Ouvrez tous les livres dignes d’tre lus, vous tzonoezez que la littrature est un recuil d’hymnes la vertu.
Bouffiers {*}
{* Откройте все книги, которые достойны быть прочитанными, и вы найдете, что литература представляет собой сборник гимнов Добродетели. Буфлер (фр.).— Ред.1.}
Награда талантов — слава, цена их в заслугах обществу. С его пользою неразлучна польза авторского искусства. Автор имеет в гражданском порядке свое достоинство и свои обязанности. Воин защищает государство, судия охраняет законы, церковный пастырь служит пред алтарями веры, многочисленный народ упражняется в земледелии, в промышленности, в торговле, писатель трудится для успехов просвещения.
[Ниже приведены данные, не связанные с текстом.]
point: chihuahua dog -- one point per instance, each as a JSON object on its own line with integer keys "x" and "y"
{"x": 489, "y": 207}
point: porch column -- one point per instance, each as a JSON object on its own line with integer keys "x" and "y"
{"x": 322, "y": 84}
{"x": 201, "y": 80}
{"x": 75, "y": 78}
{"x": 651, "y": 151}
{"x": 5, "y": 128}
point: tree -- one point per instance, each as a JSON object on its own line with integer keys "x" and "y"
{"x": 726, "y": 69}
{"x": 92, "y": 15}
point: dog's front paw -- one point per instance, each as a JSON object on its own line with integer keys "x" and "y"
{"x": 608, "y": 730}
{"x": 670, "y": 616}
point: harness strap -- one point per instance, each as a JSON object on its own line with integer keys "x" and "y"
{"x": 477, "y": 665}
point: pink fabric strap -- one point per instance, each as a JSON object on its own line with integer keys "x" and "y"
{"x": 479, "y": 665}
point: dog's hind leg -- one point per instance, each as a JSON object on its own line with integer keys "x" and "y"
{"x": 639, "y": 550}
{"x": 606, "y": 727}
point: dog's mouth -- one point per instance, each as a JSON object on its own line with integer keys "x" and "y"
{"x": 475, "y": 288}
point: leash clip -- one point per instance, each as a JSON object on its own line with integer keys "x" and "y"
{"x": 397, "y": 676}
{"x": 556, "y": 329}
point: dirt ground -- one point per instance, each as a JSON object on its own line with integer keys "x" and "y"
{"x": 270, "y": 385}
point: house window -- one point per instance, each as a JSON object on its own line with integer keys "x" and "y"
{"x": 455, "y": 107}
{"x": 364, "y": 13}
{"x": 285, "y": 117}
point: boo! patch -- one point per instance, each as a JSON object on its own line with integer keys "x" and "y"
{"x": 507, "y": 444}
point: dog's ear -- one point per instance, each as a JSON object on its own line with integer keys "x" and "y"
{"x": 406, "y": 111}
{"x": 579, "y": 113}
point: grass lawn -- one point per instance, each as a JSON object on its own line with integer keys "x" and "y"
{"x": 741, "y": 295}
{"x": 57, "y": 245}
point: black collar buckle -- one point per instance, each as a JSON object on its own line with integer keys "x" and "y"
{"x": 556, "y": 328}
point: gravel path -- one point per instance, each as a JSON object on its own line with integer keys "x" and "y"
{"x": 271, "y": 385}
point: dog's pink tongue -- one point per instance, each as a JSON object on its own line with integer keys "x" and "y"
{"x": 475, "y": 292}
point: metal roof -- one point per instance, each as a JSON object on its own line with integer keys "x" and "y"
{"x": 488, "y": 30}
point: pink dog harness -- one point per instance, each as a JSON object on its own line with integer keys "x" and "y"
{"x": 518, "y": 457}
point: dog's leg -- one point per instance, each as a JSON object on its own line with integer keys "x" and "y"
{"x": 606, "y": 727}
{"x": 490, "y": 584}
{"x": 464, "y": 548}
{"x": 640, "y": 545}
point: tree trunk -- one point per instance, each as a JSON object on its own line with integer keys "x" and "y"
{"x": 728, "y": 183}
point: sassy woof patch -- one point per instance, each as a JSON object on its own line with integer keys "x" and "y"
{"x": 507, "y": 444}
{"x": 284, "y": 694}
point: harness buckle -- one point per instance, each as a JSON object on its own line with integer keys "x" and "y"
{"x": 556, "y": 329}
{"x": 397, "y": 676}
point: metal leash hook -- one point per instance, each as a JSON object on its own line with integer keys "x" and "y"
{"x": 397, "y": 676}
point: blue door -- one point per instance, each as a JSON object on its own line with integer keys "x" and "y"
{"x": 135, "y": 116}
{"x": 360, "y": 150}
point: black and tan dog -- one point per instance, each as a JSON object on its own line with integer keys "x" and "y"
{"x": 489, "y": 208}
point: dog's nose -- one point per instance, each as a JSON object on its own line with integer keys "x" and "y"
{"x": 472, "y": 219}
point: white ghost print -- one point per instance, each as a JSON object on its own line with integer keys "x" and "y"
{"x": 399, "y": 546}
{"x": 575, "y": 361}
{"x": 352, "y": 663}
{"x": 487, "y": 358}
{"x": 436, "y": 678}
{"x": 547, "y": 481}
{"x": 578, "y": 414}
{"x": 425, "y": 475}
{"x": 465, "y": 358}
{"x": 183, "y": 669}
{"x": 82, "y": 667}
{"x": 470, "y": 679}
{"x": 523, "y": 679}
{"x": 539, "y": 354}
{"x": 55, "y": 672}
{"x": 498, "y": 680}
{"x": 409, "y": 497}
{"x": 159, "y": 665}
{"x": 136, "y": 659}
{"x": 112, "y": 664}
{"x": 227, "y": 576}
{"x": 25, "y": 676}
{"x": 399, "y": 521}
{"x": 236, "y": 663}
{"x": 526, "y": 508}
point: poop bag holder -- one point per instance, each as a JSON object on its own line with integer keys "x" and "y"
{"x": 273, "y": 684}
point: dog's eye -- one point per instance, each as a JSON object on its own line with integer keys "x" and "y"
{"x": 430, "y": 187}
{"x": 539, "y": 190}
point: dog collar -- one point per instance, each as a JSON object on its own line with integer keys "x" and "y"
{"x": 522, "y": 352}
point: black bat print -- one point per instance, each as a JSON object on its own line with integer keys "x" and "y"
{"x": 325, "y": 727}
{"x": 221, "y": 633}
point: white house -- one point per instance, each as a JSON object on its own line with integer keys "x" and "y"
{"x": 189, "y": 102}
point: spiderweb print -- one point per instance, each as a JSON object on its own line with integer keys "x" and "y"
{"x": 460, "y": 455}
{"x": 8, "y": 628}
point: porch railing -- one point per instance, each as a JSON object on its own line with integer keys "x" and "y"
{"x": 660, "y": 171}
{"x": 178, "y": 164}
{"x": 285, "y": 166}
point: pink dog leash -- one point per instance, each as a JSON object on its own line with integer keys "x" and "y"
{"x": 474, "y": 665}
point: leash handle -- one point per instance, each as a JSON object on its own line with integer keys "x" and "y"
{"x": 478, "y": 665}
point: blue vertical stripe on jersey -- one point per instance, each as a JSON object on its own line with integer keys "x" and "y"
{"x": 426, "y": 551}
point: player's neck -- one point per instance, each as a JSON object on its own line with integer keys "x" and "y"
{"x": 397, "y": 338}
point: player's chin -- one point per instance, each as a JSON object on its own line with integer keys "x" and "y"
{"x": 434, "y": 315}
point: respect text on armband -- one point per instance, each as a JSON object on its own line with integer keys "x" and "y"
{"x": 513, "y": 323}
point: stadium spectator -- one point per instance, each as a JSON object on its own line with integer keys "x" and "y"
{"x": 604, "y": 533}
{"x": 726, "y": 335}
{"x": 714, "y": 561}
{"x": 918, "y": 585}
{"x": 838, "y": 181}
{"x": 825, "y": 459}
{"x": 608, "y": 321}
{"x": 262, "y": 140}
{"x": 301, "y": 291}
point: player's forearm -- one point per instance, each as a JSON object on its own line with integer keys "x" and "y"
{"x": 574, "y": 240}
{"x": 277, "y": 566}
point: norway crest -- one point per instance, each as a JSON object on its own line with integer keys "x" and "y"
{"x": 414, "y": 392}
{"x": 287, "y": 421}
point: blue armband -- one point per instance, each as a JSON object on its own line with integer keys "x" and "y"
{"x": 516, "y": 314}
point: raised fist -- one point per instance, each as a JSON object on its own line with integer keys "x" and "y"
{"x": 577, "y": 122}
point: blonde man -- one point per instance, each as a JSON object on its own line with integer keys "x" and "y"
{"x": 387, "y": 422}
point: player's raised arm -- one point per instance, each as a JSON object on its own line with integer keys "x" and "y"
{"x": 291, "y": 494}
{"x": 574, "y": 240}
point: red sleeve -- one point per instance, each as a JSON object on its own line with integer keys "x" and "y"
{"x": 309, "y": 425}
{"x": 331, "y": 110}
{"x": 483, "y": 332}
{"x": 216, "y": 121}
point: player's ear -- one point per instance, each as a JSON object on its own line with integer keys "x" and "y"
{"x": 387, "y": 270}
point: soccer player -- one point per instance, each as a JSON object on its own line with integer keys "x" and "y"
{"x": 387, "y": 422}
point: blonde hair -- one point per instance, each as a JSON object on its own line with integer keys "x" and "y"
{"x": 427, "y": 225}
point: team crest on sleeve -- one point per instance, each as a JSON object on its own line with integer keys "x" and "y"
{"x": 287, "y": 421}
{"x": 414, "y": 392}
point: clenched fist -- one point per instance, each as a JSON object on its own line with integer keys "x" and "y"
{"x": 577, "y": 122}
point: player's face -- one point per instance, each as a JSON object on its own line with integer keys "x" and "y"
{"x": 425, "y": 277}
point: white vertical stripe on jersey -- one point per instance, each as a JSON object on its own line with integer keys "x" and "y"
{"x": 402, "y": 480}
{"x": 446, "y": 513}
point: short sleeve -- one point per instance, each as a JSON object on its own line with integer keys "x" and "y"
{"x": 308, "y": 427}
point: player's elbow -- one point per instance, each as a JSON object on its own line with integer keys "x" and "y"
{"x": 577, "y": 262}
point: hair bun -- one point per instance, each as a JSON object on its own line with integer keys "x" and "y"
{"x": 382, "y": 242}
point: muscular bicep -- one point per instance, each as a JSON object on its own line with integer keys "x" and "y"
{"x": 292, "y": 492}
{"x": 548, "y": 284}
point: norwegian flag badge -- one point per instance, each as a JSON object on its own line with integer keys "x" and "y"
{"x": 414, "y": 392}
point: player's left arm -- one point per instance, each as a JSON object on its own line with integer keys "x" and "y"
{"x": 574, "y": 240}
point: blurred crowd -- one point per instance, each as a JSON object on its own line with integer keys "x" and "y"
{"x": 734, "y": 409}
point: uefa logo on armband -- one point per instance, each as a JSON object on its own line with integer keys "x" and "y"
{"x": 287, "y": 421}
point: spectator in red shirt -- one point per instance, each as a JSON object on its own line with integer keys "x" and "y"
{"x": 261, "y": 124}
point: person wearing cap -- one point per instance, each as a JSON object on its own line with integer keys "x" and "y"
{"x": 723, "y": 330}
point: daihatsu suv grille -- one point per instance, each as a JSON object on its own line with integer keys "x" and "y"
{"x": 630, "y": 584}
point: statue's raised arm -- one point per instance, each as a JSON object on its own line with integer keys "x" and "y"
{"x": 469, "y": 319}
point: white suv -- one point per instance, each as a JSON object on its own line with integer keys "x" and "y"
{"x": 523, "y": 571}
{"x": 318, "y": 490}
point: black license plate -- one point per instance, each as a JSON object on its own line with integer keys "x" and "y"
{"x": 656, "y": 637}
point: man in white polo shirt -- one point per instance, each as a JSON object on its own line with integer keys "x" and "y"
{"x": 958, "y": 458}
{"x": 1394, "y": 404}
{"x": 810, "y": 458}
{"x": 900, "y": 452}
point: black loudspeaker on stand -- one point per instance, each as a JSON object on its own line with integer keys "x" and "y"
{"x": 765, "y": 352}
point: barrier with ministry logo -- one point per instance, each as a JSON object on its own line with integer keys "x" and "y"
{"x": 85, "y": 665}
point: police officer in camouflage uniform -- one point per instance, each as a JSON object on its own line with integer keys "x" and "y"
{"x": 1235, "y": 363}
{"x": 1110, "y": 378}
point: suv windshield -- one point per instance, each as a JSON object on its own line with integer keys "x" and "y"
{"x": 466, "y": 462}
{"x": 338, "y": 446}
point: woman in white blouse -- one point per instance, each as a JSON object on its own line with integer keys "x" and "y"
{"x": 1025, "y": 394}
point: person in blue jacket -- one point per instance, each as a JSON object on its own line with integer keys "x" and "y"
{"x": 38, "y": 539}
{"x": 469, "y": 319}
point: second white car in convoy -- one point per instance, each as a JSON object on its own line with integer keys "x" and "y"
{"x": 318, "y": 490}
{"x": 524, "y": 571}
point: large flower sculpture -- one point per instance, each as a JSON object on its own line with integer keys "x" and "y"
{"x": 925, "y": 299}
Может быть, злоупотребление сего последнего слова в наши дни требует нового определения. Оно не входит в пределы сего краткого опыта. Заметим только, что без отношения к нравственным обязанностям нет здравого просвещения. Если достойно мыслящего человека исследовать науку природы и тайну вещей, то сколько достойнее существа нравственного утвердить основание общего порядка, добра и счастия. Вот прекрасная, но отдаленная цель, к которой медленно идут народы одни за другими и к которой приближают их только опыты мудрого разума! Великие писатели в руках провидения суть орудия его благой воли. Счастлив тот, кто принял вдохновение неба и не изменил святости таланта!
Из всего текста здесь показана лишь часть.